> 1 <
Kırık Link Bildir! #348765 15-08-2011 02:01 GMT-1 saat
Çok değerli bilim insanlarının geçmişte yaşaması, bizim için hem şans, hem de şanssızlık. Şanslıyız, çünkü onların buluşları ve zamanla bu buluşlar üzerine yapılan geliştirmeler sonucunda rahat birer yaşantı sürebiliyoruz. Şanssısız, çünkü yok olmaya doğru yüz tutan dünyamızda bu denli önemli beyinlerden mahrumuz. Hâlâ onları anıyor, onlardan örnek veriyor, onların işlerinden ilham alıyor olmak, bu insanların önemini her geçen zaman daha da artırıyor.

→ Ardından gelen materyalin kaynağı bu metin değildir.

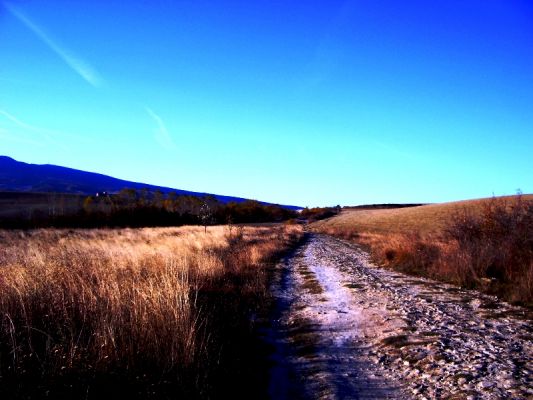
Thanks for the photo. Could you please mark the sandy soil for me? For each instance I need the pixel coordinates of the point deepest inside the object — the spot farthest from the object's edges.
(347, 329)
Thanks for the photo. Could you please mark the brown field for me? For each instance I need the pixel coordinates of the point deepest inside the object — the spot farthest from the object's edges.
(485, 243)
(427, 220)
(83, 310)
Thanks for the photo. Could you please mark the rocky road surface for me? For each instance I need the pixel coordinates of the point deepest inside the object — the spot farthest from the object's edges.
(347, 329)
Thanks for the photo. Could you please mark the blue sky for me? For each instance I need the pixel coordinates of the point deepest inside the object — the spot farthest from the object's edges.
(307, 103)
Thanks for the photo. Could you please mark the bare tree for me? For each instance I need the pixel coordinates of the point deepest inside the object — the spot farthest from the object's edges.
(205, 215)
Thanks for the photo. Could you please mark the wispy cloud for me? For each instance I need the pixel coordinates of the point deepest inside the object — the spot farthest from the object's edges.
(86, 71)
(161, 133)
(33, 134)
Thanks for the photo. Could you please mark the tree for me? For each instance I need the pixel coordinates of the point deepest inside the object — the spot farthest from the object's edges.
(205, 215)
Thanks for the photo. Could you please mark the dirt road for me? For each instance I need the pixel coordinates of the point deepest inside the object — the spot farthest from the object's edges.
(347, 329)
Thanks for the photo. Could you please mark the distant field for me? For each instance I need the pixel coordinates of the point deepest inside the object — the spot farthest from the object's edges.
(424, 220)
(483, 243)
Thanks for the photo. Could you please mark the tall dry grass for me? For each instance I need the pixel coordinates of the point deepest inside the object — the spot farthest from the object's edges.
(139, 308)
(486, 245)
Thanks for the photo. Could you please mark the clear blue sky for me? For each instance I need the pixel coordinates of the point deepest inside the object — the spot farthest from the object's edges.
(297, 102)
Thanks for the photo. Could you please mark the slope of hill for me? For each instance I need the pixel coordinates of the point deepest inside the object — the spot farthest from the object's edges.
(428, 219)
(16, 176)
(483, 243)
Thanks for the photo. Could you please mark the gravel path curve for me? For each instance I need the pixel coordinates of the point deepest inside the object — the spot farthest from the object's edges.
(347, 329)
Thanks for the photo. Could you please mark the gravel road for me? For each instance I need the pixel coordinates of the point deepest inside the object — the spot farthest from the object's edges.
(347, 329)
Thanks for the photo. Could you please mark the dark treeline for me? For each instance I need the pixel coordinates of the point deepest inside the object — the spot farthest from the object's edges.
(138, 208)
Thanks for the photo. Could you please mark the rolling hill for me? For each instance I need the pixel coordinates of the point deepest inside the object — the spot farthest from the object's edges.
(16, 176)
(428, 219)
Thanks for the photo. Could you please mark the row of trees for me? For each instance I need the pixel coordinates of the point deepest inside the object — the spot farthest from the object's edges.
(136, 208)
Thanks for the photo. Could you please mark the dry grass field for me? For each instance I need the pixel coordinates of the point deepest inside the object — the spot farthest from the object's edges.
(83, 310)
(483, 243)
(428, 220)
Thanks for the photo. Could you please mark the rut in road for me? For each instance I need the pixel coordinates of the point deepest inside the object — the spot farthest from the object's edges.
(347, 329)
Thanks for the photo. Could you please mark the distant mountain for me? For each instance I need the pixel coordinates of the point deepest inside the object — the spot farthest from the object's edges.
(19, 176)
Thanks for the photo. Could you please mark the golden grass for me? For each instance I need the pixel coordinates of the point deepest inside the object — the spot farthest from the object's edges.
(483, 243)
(428, 220)
(122, 301)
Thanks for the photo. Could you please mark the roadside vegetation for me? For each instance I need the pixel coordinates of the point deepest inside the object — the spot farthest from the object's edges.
(135, 313)
(485, 244)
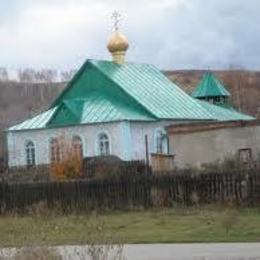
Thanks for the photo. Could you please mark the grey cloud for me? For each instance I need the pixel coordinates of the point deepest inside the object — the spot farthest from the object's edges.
(170, 34)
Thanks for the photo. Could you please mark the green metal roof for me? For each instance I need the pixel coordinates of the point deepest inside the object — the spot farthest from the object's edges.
(103, 91)
(210, 86)
(149, 87)
(224, 114)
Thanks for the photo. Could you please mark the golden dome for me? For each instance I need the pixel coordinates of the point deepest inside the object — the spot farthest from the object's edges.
(117, 42)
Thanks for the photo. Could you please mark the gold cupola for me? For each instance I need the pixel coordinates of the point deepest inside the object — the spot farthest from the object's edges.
(117, 46)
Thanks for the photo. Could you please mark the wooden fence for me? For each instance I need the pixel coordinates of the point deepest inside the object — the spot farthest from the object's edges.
(134, 191)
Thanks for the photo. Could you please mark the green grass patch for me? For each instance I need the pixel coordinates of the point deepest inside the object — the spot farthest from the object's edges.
(207, 224)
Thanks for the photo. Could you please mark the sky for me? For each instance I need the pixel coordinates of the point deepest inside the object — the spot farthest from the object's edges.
(171, 34)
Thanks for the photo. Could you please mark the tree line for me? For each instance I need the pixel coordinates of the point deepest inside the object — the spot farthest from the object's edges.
(30, 75)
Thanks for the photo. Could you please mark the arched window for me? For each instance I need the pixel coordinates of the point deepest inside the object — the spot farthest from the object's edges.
(103, 144)
(77, 145)
(161, 142)
(55, 151)
(30, 153)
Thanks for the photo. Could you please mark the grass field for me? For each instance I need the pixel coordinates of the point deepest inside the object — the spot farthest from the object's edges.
(209, 224)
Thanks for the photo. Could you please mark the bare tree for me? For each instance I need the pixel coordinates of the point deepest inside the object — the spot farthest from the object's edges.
(27, 75)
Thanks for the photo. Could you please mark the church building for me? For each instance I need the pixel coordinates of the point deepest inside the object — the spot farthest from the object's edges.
(117, 108)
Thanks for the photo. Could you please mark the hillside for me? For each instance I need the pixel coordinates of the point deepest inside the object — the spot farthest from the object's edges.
(18, 101)
(243, 85)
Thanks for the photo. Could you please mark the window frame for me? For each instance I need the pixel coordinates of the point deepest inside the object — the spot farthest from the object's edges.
(30, 153)
(164, 142)
(77, 140)
(55, 157)
(98, 142)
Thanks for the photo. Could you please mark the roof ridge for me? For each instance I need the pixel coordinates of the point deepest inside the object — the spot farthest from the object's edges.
(141, 105)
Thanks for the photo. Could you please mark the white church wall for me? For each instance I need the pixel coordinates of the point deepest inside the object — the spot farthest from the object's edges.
(138, 132)
(119, 135)
(195, 149)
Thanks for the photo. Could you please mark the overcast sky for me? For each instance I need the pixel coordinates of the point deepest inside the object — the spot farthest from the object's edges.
(172, 34)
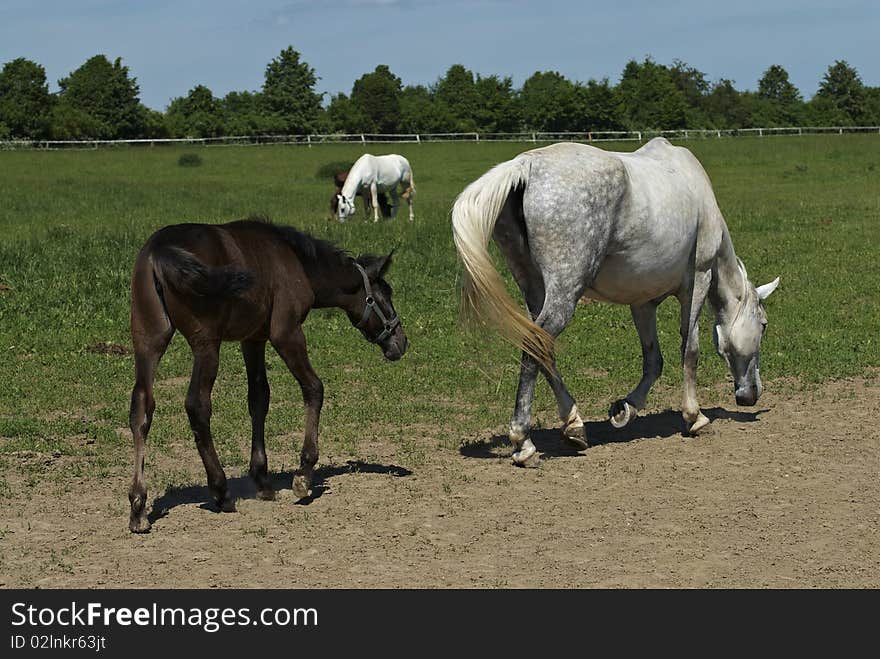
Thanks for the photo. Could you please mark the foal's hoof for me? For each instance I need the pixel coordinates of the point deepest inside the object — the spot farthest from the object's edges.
(575, 436)
(301, 486)
(621, 413)
(698, 425)
(139, 524)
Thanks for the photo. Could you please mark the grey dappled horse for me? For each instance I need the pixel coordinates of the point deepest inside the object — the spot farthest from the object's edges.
(631, 228)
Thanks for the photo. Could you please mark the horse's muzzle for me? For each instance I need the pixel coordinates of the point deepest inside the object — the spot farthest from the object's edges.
(395, 347)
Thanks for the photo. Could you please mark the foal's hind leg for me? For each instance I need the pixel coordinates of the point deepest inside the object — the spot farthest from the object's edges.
(151, 330)
(148, 352)
(645, 320)
(198, 409)
(291, 345)
(258, 405)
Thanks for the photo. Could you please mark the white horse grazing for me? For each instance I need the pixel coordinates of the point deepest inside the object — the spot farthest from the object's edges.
(377, 173)
(630, 228)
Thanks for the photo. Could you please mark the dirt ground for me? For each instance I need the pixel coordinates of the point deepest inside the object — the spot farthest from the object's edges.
(783, 495)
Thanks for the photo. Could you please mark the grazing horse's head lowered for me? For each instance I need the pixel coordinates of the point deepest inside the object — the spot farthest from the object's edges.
(344, 207)
(738, 331)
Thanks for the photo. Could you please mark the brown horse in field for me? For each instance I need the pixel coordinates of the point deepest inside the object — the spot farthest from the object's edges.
(381, 197)
(249, 281)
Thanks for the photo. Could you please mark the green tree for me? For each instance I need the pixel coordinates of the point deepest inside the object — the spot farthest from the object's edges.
(456, 93)
(649, 98)
(549, 102)
(244, 114)
(376, 96)
(841, 94)
(289, 94)
(496, 111)
(420, 113)
(198, 114)
(727, 107)
(25, 102)
(345, 117)
(694, 86)
(105, 94)
(778, 101)
(598, 107)
(872, 106)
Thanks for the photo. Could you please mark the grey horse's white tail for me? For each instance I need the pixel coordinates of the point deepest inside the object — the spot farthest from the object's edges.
(484, 296)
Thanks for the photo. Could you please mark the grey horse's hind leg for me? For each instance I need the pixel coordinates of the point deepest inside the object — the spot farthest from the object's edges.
(510, 237)
(645, 319)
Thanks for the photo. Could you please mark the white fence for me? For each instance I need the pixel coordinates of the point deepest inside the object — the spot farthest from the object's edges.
(418, 138)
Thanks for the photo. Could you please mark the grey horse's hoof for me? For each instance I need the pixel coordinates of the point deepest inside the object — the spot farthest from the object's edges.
(575, 436)
(527, 456)
(697, 425)
(300, 486)
(621, 413)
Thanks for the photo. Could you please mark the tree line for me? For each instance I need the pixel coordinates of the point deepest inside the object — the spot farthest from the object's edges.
(100, 100)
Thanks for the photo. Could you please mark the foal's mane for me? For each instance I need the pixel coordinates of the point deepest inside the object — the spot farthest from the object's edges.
(310, 250)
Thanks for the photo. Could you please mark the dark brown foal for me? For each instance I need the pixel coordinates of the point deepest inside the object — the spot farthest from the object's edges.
(252, 282)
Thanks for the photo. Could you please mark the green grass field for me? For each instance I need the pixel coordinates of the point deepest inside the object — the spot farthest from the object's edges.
(71, 223)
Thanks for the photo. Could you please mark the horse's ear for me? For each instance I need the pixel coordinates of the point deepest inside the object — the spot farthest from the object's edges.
(385, 263)
(765, 290)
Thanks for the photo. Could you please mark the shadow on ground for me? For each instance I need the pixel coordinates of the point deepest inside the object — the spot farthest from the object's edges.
(656, 425)
(242, 487)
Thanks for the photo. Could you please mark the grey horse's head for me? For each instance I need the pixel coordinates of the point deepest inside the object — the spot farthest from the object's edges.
(344, 207)
(738, 337)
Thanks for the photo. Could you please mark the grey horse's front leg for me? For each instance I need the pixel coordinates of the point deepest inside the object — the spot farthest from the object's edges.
(556, 314)
(694, 419)
(645, 319)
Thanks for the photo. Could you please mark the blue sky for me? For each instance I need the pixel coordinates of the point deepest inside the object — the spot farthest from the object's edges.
(172, 45)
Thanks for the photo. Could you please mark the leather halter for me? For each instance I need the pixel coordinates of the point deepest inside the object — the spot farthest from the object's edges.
(389, 324)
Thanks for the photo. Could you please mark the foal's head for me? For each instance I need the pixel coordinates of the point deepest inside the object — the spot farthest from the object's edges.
(738, 336)
(372, 311)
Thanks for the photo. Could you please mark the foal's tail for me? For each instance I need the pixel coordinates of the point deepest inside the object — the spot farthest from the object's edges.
(484, 296)
(187, 275)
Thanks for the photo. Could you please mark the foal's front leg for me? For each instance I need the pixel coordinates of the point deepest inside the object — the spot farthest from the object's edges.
(254, 353)
(291, 345)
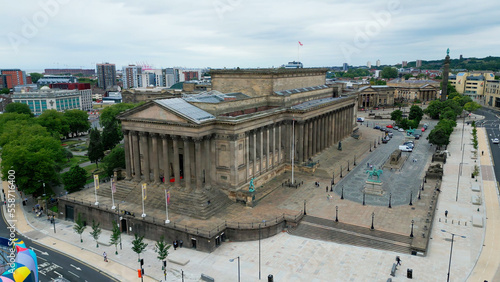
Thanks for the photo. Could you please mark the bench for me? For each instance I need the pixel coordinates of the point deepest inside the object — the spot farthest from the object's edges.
(207, 278)
(393, 270)
(104, 244)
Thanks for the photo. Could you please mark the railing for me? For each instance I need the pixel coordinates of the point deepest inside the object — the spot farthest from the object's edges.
(198, 231)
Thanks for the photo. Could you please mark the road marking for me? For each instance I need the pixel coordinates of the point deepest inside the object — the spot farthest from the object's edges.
(60, 275)
(43, 253)
(73, 274)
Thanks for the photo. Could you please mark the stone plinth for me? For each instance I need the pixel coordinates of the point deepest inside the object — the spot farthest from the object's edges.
(374, 187)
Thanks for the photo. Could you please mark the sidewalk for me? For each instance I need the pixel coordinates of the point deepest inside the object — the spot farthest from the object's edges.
(291, 258)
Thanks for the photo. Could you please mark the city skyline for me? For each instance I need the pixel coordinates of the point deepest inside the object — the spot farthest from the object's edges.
(233, 33)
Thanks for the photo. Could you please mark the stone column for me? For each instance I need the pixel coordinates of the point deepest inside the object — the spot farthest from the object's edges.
(273, 162)
(233, 159)
(267, 147)
(207, 157)
(166, 161)
(128, 164)
(177, 169)
(213, 159)
(261, 150)
(279, 142)
(145, 154)
(254, 153)
(198, 162)
(137, 156)
(154, 158)
(247, 155)
(301, 142)
(187, 163)
(306, 140)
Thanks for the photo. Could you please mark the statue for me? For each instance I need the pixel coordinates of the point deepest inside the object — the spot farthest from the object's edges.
(374, 173)
(251, 187)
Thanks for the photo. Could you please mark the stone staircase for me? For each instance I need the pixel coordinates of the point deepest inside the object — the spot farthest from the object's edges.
(329, 230)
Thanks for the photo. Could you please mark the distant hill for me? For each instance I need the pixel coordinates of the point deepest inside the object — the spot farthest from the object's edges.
(488, 63)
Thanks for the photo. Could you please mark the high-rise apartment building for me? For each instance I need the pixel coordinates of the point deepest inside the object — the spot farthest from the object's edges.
(14, 77)
(132, 76)
(106, 75)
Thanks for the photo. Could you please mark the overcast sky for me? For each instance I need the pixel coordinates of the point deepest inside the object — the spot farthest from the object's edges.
(237, 33)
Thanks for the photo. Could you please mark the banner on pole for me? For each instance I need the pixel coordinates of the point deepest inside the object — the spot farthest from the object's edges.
(144, 196)
(96, 181)
(113, 186)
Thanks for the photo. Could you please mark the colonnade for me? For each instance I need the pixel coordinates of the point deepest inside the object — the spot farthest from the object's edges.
(152, 157)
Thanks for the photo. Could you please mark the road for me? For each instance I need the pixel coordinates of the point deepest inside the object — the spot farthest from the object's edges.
(492, 126)
(54, 264)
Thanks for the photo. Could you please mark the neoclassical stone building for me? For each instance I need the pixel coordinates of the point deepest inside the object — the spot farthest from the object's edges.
(240, 130)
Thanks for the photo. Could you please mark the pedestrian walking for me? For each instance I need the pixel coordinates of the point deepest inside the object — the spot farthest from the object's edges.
(398, 260)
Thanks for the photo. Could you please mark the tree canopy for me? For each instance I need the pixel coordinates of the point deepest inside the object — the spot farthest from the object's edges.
(19, 108)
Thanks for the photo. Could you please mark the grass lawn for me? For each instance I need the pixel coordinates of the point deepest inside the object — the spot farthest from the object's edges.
(76, 160)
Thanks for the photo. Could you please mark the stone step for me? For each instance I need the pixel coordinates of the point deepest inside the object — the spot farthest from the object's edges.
(365, 238)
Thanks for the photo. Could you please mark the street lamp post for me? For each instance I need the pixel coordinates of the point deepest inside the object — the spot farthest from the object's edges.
(231, 260)
(411, 234)
(451, 250)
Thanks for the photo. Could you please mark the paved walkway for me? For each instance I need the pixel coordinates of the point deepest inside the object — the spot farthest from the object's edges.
(291, 258)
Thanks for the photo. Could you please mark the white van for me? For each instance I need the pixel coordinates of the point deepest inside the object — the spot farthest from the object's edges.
(405, 148)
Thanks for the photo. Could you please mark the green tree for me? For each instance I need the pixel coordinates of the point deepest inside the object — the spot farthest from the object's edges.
(138, 245)
(416, 113)
(55, 122)
(35, 76)
(74, 180)
(389, 72)
(161, 248)
(471, 106)
(115, 236)
(96, 232)
(79, 226)
(115, 159)
(111, 136)
(95, 150)
(77, 120)
(19, 108)
(439, 137)
(396, 115)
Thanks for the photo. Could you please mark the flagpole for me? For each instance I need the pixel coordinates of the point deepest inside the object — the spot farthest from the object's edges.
(143, 194)
(293, 146)
(166, 206)
(112, 194)
(96, 186)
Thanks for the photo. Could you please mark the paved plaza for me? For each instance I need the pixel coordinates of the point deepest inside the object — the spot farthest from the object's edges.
(294, 258)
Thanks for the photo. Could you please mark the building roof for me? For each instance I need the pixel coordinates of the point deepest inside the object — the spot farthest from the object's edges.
(313, 103)
(213, 96)
(186, 110)
(299, 90)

Hezarfen Ahmet Çelebi'nin kısa ömrü, insanlık tarihinin en önemli fikirlerinden birinin işleyişini sağladı, bunu tüm İstanbul'a gösterdi, ünü dünyaya yayıldı. Günümüzde uçaklarda bu davranıştan esinlenilmediğini söylemek mümkün değil. Sadece uçaklar mı, tabii ki hayır. Bu tip bir hamle, şüphesiz ki daha önce akıllara gelmeyen bir çok unsuru da doğurmuştur eminim.
Bu kısa açılışın ardından gelelim asıl konumuza. İnsanlık, artık gökyüzüne uçak camlarından değil, tamamen uçan bir şehirden de bakabiliyor, hatta elini uzatsa bulutlara bile değecek kadar yaklaşabiliyordu. Hayır, günümüzden bahsetmiyorum. Nasıl az önce 1600'lü yıllardan kelime oyunları yaptıysam, şimdi de 1900'lü yılların başlarına adım atıyorum (bu kez sanal olarak ama).
Gökyüzü sevdası, bulutlar ve temeldeki uçma kavramı, insanlara yeni fikirler veriyor. Neden yaşam alanlarımız bulutların hemen altında olmasın, neden her saniye hareket eden devasa bir zeminin üzerinde oksijen solumayalım? Yeryüzü çok geniş ve bilinmeyen milyonlarca tehlike barındıran bir kavram. Oysa ki uçan bir şehir, sınırları insanlar tarafından çizilen, bilinen ve sadece güvenilir düşünce sahibi kişilerin evi olabilirdi. Evet olabilirdi, ama olmadı. Üstelik bilinenin aksine teknoloji düzeyinin günümüze nazaran 1900'lü yıllarda daha gelişmiş olmasına rağmen...
Columbia sizi çağırıyor!
Hayvancılık, tarla işleri, yukarıdan bakıldığında insanlarca birleştirilen Lego parçalarından oluşturulmuş topraklar. Her şey sonsuza kadar güzel gidemez. Eğer sürekli yıkım olmasaydı, bu kez yeni yapılanmalar olmaz, mimaride gelişim kolay kolay sağlanmazdı. Columbia, Amerika'nın yeni hâli, teknolojinin çizgi dışı ürünü olarak sizi çağırıyor. Konuklarına yepyeni bir yaşamın kapılarını açan Columbia, birçok ev, tesis, dinlenme alanı ve iş merkezlerinden oluşuyor. Devasa balonlar aracılığıyla havada asılı şekilde ilerleyen bu mabed, nedeni belirlenemeyen aksaklıklar sonucunda sonsuzluğa doğru yol alan bir mezar halini alır.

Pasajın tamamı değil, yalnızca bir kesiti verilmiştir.